I hate the pacifier. And before I go on, I pass no judgement on any child using a pacifier. Well, maybe if they show up on the first day of kindergarten with one, but everyone else is safe. I have learned, as a mother, that passing judgement is an open invitation for the thing you judge, to happen to you. So I just don't do it. I hate the pacifier because it has caused me so much mental angst. The day I put it in her mouth, my first thought was, 'when am I going to take it away from her, how will I do it, etc?' Mental Angst.

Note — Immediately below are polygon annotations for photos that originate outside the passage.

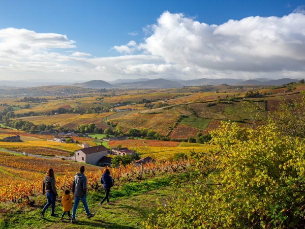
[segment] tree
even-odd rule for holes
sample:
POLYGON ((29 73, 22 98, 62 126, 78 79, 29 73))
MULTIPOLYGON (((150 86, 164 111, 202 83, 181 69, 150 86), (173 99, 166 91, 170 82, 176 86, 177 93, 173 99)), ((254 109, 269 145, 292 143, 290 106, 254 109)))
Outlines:
POLYGON ((188 159, 188 155, 184 153, 176 153, 174 154, 174 159, 178 161, 181 159, 188 159))
POLYGON ((137 161, 138 160, 139 160, 140 159, 141 157, 140 157, 140 155, 139 155, 139 154, 138 154, 135 152, 134 152, 130 155, 130 159, 131 160, 131 161, 137 161))
POLYGON ((269 116, 283 135, 305 138, 305 98, 288 102, 282 100, 278 111, 269 116))
POLYGON ((116 147, 118 149, 120 149, 122 148, 122 145, 117 145, 115 147, 116 147))

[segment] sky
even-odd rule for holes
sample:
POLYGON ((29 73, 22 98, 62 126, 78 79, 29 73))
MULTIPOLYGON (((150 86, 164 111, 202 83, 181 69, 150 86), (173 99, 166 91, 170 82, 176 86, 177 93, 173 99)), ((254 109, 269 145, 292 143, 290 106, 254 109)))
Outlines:
POLYGON ((0 6, 0 80, 305 76, 305 0, 0 6))

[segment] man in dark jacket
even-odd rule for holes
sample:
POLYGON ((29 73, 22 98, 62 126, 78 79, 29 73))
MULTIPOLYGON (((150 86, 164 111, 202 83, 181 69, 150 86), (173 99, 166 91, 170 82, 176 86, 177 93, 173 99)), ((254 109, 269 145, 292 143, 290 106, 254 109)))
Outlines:
POLYGON ((77 174, 74 177, 72 183, 72 192, 74 194, 74 206, 72 210, 72 219, 71 223, 77 222, 75 219, 75 213, 78 206, 79 201, 81 201, 84 206, 84 209, 87 214, 87 218, 89 219, 95 215, 95 213, 90 214, 87 204, 87 178, 85 176, 85 166, 82 166, 80 168, 80 173, 77 174))

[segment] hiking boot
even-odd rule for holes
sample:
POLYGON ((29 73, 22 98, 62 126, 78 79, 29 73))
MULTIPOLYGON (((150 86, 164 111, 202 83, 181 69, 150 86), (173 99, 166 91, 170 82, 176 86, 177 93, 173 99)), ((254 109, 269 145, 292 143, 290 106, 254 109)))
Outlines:
POLYGON ((95 215, 95 213, 94 212, 93 213, 91 213, 87 216, 87 219, 89 219, 90 218, 92 218, 95 215))
POLYGON ((77 219, 71 219, 71 223, 73 223, 74 222, 76 222, 77 221, 78 221, 78 220, 77 219))

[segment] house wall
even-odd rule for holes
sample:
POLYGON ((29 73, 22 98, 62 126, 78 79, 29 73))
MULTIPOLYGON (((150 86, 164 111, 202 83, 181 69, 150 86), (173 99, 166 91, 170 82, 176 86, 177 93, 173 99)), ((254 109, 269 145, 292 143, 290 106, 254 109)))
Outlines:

At first I decided I would take it away at 3 months. Then we moved from Chicago to Cleveland and she was having trouble adjusting to her new environment. Paci needed. Then I got knocked up and became as sick as a dog. Paci needed. Then we weened her from the paci during the day, but she needs it to sleep at night. Paci needed. And now I've decided I'll take it away from her after Christmas. We are traveling to Oklahoma over the holiday break. 18 hours in a car without a paci? Paci needed.
But my bottom line has always been this: The day we lose all of her pacis is the day that she no longer gets it. I refuse to buy anymore of them.
Today is that day.
The past couple of days I have noticed a decrease in our paci supply. We've gone from 3, to 2, to 1. And I went to put her down for a nap this morning and couldn't find any. I've searched high and low, scrapped around, cried, curled up in a ball and cried in the corner, and I still can't find any.
My choice was this. I had to get ready for church, she needed a nap, and there was not a paci in sight. I let her cry it out. And it wasn't as bad as I thought. 15 minutes after a lot of anguished crying, she fell asleep.
So, here's where I need your help. I will inevitably end up finding one of the missing pacis. Do I tough it out? Never let her have another one again? Or do I stick with my 'after Christmas' policy.
Please give me some advice if you've ever been at this crossroads, or if you're going through it now. There is also an open invitation for you to visit me in Cleveland if you think I should take it away. We even have our guest bed in her bedroom. So you'll get to wake up with her, do a few loads of laundry, and wash our dishes. Any takers? And if you are judging me for even giving my daughter a paci in the first place, I do not want to hear from you.
Who would've ever thought a piece of plastic would give me a near heart attack? I need some support, people.
And if you were wondering, you're right. It is true that I have been doing my best Reba McEntire impression all morning.